Sports Outside the Beltway

Is there anyone with a bigger impact on pro golf than Se Ri Pak?

Eric Edelson at makes the case-

There is plenty of talk about Tiger Woods’ impact on golf, and rightfully so. There is lots of talk about Michelle Wie’s impact on golf, and rightfully so.

But it’s hard to find an athlete who has had more influence on the sport than Se Ri Pak. The PGA Tour still does not have a great deal more African-Americans or Asians than it did when Tiger arrived on the scene. And Wie’s impact, bringing the young and the daring to both men’s and women’s tours, is still years from showing up.

But Pak has single-handedly changed golf. Eight years ago, she brought her powerful game and maniacal work ethic to a country where she did not know the language or the culture. She was afraid to go into the locker room, worried that someone would ask her a question in English and she would not know how to answer.

Yet when she took her shoes and socks off to play a shot out of the water to help her win the 1998 U.S. Women’s Open, an entire nation of Korean people fell in love. Millions of little girls (and their sports-crazed fathers) suddenly dreamed of being just like her.

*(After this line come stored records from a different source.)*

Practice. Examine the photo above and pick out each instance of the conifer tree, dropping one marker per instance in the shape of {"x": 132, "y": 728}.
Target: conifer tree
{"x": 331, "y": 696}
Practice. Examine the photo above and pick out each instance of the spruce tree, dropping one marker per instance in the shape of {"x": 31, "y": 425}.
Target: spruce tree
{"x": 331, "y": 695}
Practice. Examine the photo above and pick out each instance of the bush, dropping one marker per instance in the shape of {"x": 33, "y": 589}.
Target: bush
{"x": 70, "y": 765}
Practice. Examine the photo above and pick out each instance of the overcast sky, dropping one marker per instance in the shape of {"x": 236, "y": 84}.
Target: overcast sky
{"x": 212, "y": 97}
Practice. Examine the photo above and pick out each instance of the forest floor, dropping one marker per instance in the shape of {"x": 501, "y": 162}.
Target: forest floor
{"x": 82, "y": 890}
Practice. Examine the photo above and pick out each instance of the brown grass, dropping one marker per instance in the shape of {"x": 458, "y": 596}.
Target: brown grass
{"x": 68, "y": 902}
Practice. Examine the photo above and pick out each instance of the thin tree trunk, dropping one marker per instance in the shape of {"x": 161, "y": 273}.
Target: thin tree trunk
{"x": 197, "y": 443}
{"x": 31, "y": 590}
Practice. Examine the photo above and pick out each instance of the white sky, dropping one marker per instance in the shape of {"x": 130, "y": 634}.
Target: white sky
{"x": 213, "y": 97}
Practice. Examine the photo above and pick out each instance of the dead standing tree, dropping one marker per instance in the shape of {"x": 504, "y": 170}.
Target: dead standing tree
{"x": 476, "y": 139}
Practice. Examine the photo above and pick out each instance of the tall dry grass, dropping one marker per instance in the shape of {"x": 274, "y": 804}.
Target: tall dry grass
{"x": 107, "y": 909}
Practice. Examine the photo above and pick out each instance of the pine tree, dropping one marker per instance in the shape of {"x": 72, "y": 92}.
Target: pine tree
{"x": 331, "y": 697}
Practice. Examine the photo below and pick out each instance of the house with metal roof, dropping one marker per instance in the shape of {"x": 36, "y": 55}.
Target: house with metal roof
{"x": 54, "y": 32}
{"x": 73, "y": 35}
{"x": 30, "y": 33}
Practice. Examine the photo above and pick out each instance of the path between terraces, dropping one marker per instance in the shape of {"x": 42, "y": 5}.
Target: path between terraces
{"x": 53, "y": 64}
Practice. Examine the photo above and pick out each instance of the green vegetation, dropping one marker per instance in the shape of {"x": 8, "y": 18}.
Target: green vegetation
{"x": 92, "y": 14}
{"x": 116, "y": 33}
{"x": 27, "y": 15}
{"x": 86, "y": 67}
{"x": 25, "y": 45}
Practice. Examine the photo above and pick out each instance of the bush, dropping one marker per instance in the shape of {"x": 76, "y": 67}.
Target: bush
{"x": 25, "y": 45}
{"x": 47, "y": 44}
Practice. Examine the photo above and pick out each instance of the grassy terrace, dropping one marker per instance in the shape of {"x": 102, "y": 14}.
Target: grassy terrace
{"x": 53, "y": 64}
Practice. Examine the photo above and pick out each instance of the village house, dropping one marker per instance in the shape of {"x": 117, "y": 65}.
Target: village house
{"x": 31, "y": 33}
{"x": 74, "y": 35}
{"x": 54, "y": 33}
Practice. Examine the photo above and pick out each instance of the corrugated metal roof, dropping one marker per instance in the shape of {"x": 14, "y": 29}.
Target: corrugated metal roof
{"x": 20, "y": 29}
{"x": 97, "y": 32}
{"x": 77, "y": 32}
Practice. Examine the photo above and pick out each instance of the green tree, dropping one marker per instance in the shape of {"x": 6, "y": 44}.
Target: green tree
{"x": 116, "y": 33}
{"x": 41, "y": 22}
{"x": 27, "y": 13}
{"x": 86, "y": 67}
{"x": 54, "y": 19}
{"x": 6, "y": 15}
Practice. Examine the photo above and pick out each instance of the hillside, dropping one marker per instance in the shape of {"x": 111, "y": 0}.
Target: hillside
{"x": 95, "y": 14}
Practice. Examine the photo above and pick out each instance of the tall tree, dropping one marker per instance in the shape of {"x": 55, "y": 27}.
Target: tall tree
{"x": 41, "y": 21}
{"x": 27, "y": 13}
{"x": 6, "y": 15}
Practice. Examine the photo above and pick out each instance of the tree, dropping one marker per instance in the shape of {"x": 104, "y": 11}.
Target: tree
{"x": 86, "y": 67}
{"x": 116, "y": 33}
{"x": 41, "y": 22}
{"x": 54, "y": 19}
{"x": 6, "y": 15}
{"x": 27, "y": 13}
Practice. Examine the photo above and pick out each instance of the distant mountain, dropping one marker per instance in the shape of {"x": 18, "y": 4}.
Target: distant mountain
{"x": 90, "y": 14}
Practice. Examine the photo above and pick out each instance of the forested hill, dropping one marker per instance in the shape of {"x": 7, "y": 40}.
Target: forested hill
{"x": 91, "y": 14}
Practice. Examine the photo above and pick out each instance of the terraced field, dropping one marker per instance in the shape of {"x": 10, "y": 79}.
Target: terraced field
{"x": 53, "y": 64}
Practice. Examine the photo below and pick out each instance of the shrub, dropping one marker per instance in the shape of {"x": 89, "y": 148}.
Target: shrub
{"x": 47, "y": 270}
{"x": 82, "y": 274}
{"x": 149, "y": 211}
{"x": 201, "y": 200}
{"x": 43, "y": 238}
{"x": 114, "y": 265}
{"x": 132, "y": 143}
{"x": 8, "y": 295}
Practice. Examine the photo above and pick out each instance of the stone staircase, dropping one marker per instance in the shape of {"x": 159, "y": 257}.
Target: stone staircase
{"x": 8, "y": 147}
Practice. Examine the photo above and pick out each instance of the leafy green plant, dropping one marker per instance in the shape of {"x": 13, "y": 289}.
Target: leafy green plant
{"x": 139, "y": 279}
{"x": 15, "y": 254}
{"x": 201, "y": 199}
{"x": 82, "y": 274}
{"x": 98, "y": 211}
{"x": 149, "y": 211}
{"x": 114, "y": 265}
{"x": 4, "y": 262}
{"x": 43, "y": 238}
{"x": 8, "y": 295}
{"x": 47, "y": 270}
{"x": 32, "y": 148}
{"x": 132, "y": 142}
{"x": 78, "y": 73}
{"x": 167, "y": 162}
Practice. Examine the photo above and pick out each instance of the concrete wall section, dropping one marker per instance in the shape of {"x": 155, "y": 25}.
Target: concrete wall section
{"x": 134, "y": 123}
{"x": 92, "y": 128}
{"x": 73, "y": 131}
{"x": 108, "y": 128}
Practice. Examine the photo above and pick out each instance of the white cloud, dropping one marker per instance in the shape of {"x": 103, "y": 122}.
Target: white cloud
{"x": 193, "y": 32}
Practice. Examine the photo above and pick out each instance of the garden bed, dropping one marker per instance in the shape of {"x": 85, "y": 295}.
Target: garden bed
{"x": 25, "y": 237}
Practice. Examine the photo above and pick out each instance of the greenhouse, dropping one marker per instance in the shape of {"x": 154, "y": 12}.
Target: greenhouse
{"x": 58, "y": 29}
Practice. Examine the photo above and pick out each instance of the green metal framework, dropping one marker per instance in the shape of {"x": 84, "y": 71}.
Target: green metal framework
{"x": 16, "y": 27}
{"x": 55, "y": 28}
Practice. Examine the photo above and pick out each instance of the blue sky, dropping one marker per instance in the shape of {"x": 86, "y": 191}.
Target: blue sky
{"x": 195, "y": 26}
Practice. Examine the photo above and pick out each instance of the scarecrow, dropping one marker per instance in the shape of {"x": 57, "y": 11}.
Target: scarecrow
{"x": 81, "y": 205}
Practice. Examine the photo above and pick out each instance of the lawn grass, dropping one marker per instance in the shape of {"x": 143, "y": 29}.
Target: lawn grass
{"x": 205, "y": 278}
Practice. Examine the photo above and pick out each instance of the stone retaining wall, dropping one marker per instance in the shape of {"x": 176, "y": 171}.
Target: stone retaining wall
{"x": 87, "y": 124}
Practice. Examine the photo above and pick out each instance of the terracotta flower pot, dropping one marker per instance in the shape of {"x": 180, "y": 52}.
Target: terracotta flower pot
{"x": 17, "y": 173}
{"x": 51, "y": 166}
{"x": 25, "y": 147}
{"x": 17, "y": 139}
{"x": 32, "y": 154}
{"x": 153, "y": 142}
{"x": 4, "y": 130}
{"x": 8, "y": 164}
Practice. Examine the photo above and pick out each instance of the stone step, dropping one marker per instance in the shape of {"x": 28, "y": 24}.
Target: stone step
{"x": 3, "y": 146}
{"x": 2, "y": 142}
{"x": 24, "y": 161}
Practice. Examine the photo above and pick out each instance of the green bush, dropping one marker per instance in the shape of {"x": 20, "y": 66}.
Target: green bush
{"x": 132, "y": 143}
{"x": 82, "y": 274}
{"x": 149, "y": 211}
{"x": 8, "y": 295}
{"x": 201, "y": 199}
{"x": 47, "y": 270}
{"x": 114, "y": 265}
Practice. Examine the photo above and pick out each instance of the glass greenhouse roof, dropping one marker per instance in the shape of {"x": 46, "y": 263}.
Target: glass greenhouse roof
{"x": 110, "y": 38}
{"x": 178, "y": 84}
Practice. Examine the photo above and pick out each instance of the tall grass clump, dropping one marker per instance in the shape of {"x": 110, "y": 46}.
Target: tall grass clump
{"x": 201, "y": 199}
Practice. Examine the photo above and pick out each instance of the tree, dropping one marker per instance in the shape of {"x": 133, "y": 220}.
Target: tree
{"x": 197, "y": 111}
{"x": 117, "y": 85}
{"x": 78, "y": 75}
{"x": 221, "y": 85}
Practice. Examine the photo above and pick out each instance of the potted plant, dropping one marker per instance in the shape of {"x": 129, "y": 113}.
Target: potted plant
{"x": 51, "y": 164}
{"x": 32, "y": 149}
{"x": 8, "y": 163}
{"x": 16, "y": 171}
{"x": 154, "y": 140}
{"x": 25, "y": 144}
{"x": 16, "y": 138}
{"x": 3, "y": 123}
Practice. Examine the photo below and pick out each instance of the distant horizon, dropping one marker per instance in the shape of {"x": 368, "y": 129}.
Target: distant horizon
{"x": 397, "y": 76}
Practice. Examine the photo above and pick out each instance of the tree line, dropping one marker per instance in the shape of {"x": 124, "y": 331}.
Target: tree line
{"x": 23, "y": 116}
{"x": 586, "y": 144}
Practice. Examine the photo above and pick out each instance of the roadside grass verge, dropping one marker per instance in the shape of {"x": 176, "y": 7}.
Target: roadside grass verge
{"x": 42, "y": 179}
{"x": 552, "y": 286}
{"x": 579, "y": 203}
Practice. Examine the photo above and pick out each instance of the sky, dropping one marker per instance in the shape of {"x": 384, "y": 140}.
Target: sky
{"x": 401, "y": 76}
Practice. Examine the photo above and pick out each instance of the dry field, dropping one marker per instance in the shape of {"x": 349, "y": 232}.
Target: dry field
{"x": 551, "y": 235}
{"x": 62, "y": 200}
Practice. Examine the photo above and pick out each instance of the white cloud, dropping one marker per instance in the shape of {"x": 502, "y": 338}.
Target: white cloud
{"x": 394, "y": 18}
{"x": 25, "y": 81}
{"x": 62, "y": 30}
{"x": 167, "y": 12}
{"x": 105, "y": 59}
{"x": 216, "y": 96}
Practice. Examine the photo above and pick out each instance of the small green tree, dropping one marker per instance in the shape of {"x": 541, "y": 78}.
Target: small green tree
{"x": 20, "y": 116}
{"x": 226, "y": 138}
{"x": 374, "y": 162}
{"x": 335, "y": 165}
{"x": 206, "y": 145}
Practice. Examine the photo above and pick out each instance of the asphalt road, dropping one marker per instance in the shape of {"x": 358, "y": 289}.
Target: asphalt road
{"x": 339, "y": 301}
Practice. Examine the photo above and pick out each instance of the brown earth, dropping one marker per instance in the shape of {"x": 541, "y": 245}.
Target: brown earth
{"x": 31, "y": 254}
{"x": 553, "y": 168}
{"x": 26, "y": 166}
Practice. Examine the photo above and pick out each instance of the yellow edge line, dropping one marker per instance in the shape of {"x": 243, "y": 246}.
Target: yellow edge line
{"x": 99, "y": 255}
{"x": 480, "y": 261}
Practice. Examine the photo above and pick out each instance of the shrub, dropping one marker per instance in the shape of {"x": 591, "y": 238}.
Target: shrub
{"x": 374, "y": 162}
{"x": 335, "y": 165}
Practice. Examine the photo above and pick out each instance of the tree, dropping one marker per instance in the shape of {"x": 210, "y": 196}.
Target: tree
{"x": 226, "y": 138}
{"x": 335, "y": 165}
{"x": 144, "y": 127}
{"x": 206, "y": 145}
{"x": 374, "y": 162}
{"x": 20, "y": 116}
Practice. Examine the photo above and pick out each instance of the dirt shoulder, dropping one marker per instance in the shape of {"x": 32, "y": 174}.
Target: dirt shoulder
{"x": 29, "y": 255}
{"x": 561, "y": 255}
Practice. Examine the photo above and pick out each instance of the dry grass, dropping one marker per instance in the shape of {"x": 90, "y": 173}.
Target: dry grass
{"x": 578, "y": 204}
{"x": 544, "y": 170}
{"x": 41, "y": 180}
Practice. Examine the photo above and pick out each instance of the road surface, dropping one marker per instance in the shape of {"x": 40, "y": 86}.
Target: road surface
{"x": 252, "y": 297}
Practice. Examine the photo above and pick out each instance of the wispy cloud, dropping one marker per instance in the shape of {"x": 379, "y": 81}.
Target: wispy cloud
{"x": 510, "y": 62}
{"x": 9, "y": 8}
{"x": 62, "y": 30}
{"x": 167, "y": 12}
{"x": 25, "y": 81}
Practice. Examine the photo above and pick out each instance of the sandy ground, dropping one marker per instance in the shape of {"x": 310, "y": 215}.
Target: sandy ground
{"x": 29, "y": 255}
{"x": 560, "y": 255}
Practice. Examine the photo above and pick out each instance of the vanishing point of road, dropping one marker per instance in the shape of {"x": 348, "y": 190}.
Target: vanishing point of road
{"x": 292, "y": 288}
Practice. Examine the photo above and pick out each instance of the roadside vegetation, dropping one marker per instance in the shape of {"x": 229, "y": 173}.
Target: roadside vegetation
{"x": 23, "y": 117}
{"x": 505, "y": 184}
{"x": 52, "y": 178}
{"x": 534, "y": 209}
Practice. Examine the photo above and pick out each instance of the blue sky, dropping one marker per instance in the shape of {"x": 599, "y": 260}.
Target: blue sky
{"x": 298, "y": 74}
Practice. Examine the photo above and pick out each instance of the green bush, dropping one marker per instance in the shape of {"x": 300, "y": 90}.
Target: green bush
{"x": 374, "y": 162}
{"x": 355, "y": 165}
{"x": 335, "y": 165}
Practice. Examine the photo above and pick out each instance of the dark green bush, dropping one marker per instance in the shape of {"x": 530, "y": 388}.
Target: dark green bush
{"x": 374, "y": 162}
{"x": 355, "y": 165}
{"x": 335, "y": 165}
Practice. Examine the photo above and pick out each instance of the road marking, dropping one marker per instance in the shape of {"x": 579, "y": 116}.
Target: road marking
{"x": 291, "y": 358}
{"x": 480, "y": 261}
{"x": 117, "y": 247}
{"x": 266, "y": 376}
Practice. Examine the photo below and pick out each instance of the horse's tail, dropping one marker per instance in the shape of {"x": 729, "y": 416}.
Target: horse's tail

“In 1998, there was one Korean on the tour,” says Karrie Webb, an Australia native. “Now there are 32. That’s because of her. She is the face of Korean golf. If they don’t already know, they should know now how much she’s done.”

Counting Se Ri, seven South Koreans have won on tour in 2006. Mi-Hyun Kim came to the LPGA a year after Se Ri. Peanut may or may have been drawn by Se Ri’s sucess on tour. Grace Park was already playing in the US as an amateur and Hee Won Han and Gloria Park either were pros or had signifigant amateur sucess outside of Korea. It is certain that out of the 32, 27 of them came following in Se Ri’s footsteps.

And so this week we saw the tiny but intense Mi Hyun Kim, with her jaw jutting and her gaze burning. We saw her Saturday on the 17th hole, pulling out a fairway wood for a short par-3 and launching it over a bunker and onto the green, then making her putt for birdie. She tied for third. We saw the porcelain-faced Shi Hyun Ahn, with the quietest and most peaceful swing in women’s golf, matching Wie shot for shot for two days straight and finishing within a breath of a playoff. She finished tied for fifth. We saw Seon Hwa Lee, so focused on the fairways that a nuclear detonation couldn’t cause her to dart her eyes. She won last week, and is running away with the Rookie of the Year race.

Seon Hwa Lee is dominating the rookie of the year race. With a win and three second place finishes, Seon Hwa has earned over double what the more heralded Ai Miyazato or Morgan Pressel have won. In spite of her sucess, Seon Hwa has gotten little press. Golf World magazine has done two features on Ai Miyazato in five months but not one on Seon Hwa.

Then GW put LPGA Commissioner Carolyn Bivens on the cover this week instead of Se Ri Pak. This golf publication’s stupidity never ceases to amaze me. They didn’t put Karrie Webb on the cover either after her Nabisco win.

Half of this season’s LPGA tournaments have been won by Koreans. They are 15 percent of the tour, but have won roughly one-third of this year’s prize money. They have made a more perfect world in women’s golf. And they have done so because of Se Ri. Name another athlete who has had as much impact.


And for a time, Se Ri was forgotten, lost in the excellence of Annika Sorenstam and the awe of Wie. When the 16-year-old Korean-American became the first woman in 61 years to make a cut on an international men’s tour last month just outside Seoul, many golf fans forgot that Pak made a cut on a domestic men’s tour three years ago.

But no Koreans forgot. Pak is still worshipped in Seoul. (“I’m still the queen,” she said with a big smile on Sunday.) Like Wie may one day be in America, Se Ri is the woman who changed what was possible. She is the woman who made a statement not only for golfers and athletes, but for people who never really considered all the possibilities for their lives. In Korea, Se Ri is not just a star, not just an icon.

She is a metaphor.

And now, after her comeback, Se Ri means not only challenging and inspiring and winning, but she suddenly means overcoming, withstanding, lasting. Pak jumped for joy for the first time ever on a golf course Sunday, but it was also a jump for relief — an enormous weight lifted. Last night, members of Pak’s family flew overnight from Korea to cheer her on today. Now Pak will spend a day or two with them, relaxing and eating and talking and doing all the things that golf once forbade..

Edelson lays it on a little thick. One thing he doesn’t mention the Korean juniors in this country. Michelle is the first, there will be more.

I think Se Ri has the biggest impact on ladies golf at present. As to all of pro golf, I think that is a bit of a stretch. Without Tiger Woods, the men’s tour wouldn’t be playing for as much money as they are.